Desde luego, no hay duda de que este comportamiento de Amra era impropio de una mujer de buenas costumbres. Por otra parte, a estas alturas ha llegado ya el momento de que me descargue de esa verdad que he guardado oculta hasta ahora. Me refiero a que, a pesar de todo, Amra traicionaba a su marido; lo engañaba, quiero decir, y lo hacía con un señor llamado Alfred Läutner. Éste era un joven músico de talento que, gracias a pequeñas y divertidas composiciones, a sus veintisiete años había conseguido labrarse ya cierta fama. Un hombre delgado de rostro pícaro, pelo suelto y largo y una singular sonrisa en los ojos que denotaba gran confianza en sí mismo. Pertenecía a esa clase de pequeños artistas actuales que no se exigen demasiado a sí mismos y que, por encima de todo, quieren ser personas felices y amables, hacen uso de su agradable y pequeño talento para incrementar su amabilidad personal y gustan de desempeñar el papel de genio ingenuo en sociedad. Conscientemente infantiles, amorales, sin escrúpulos, alegres y autocomplacientes como son, y lo bastante sanos para gustarse incluso cuando están enfermos, su vanidad es ciertamente encantadora, al menos mientras nadie se la hiera. Eso sí, ¡pobres de estos pequeños mimos y de estas felices criaturas cuando les sobreviene una desgracia seria, algún sufrimiento a cuya costa no puedan coquetear, en el que ya no se gusten a sí mismos! Porque entonces no van a saber ser infelices con dignidad, no serán capaces de sacarle ningún partido a su desdicha y terminarán por hundirse... Aunque eso ya es otra historia. El caso es que el señor Läutner creaba cosas muy lindas: generalmente valses y mazurcas, cuyo aire de divertimento tal vez fuera un poco popular en exceso para poder considerarlos «música» (al menos por lo que yo entiendo del tema), si no fuera porque cada una de estas composiciones contenía una pequeña originalidad, una transición, una entrada, un giro armónico o algún pequeño efecto nervioso que revelaba la gracia e inventiva con que fueron creadas y que también las hacía interesantes para los conocedores más serios. Muchas veces estos dos solitarios ritmos musicales tenían un aire singularmente triste y melancólico, que se disolvía de forma rápida y repentina en la euforia propia de sala de baile que caracterizaba en general a la obrita...

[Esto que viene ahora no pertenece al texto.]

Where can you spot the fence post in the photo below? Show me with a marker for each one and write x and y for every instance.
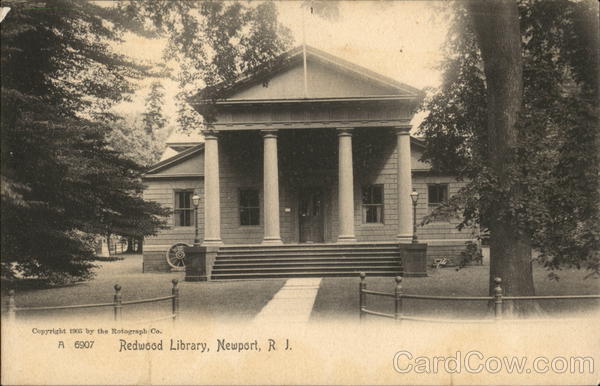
(175, 292)
(498, 299)
(398, 299)
(362, 297)
(118, 302)
(11, 306)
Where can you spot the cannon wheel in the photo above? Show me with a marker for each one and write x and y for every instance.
(176, 255)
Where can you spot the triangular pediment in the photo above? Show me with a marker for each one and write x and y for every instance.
(188, 163)
(327, 77)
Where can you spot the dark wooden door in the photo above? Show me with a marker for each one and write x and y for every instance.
(311, 210)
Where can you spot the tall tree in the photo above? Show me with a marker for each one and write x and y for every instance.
(496, 26)
(61, 181)
(516, 116)
(214, 42)
(154, 120)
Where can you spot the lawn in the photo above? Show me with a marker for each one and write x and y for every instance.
(338, 297)
(226, 300)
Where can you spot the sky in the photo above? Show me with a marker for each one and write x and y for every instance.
(399, 39)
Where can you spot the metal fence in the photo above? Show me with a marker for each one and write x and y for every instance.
(117, 304)
(498, 301)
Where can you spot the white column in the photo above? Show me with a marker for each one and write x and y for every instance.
(271, 188)
(405, 220)
(345, 187)
(212, 199)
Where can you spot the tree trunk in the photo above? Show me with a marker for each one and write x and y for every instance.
(496, 25)
(130, 241)
(108, 244)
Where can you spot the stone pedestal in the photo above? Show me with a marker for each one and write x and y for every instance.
(414, 259)
(198, 262)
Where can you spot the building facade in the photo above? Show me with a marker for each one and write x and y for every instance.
(314, 151)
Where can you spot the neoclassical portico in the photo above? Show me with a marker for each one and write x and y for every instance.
(346, 208)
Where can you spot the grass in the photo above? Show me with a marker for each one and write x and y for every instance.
(338, 297)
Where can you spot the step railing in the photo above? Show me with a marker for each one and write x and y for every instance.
(117, 304)
(498, 301)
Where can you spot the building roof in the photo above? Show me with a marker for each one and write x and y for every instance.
(223, 91)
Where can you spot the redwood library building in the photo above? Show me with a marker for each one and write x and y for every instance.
(308, 170)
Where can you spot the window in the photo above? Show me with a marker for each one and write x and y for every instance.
(372, 200)
(183, 208)
(437, 194)
(249, 207)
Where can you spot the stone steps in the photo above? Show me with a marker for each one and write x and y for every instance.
(310, 260)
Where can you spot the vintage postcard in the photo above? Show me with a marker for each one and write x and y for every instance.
(300, 192)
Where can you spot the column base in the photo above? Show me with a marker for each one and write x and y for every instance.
(404, 239)
(272, 241)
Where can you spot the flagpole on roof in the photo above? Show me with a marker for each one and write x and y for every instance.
(304, 53)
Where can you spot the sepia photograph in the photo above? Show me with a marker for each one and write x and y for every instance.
(300, 192)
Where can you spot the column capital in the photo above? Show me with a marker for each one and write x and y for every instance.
(403, 130)
(210, 134)
(269, 133)
(345, 132)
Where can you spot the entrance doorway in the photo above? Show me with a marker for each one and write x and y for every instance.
(311, 215)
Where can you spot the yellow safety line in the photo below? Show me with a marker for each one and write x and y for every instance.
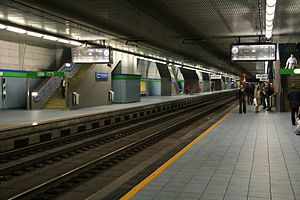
(139, 186)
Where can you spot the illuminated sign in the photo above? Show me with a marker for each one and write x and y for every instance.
(260, 76)
(91, 55)
(214, 76)
(253, 52)
(101, 75)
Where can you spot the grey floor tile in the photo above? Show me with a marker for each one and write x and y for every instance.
(189, 195)
(140, 197)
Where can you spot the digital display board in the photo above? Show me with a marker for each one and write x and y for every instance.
(101, 75)
(214, 76)
(253, 52)
(91, 55)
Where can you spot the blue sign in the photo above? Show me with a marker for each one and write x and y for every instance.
(102, 75)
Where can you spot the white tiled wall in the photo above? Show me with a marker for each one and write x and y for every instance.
(36, 58)
(129, 62)
(153, 71)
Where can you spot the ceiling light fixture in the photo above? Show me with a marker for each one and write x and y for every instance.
(49, 37)
(2, 26)
(15, 29)
(270, 14)
(34, 34)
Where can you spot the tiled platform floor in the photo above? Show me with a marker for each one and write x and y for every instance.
(247, 156)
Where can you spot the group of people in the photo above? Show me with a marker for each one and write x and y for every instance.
(258, 94)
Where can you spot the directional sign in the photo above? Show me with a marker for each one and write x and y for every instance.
(259, 76)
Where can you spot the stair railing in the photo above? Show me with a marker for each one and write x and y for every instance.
(46, 89)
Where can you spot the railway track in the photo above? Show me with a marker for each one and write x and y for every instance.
(94, 155)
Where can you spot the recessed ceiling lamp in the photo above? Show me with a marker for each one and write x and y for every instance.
(270, 14)
(34, 34)
(49, 37)
(16, 30)
(2, 26)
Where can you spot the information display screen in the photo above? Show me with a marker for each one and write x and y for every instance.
(253, 52)
(91, 55)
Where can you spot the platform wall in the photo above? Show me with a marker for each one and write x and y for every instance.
(18, 56)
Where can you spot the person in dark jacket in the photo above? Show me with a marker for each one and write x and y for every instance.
(294, 98)
(242, 98)
(269, 93)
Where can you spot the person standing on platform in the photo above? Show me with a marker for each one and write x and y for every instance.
(63, 87)
(291, 62)
(263, 95)
(294, 97)
(256, 97)
(269, 93)
(250, 91)
(242, 99)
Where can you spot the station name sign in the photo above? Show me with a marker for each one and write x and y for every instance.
(101, 75)
(214, 76)
(91, 55)
(253, 52)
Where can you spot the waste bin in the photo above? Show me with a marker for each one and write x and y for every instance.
(111, 96)
(75, 98)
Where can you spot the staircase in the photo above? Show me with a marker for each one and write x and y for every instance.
(286, 81)
(56, 100)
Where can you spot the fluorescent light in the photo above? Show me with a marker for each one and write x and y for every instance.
(2, 26)
(64, 41)
(268, 35)
(34, 94)
(269, 23)
(15, 29)
(75, 43)
(271, 2)
(49, 37)
(188, 68)
(270, 10)
(269, 28)
(269, 17)
(34, 34)
(296, 71)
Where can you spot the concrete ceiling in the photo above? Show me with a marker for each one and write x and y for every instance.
(192, 31)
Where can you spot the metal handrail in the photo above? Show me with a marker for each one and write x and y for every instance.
(49, 86)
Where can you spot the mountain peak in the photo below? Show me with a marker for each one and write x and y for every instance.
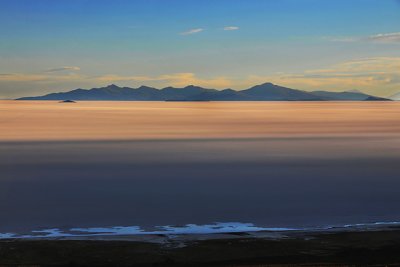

Así pues, era este joven quien había encendido en Amra Jacoby una censurable inclinación, mientras él, por su parte, no había tenido el decoro suficiente para resistirse a sus reclamos. Unas veces se encontraban aquí, otras allá, y hacía años que una relación deshonesta los unía: una relación que estaba en boca de toda la ciudad a espaldas del abogado. ¿Y qué pasaba con él, con este último? Amra era demasiado tonta para sufrir por mala conciencia y delatarse por ello. Por increíble que parezca, es forzoso dar por hecho que el abogado, por mucho que le pesara el corazón de preocupación y de miedo, no podía abrigar ninguna sospecha concreta en contra de su esposa.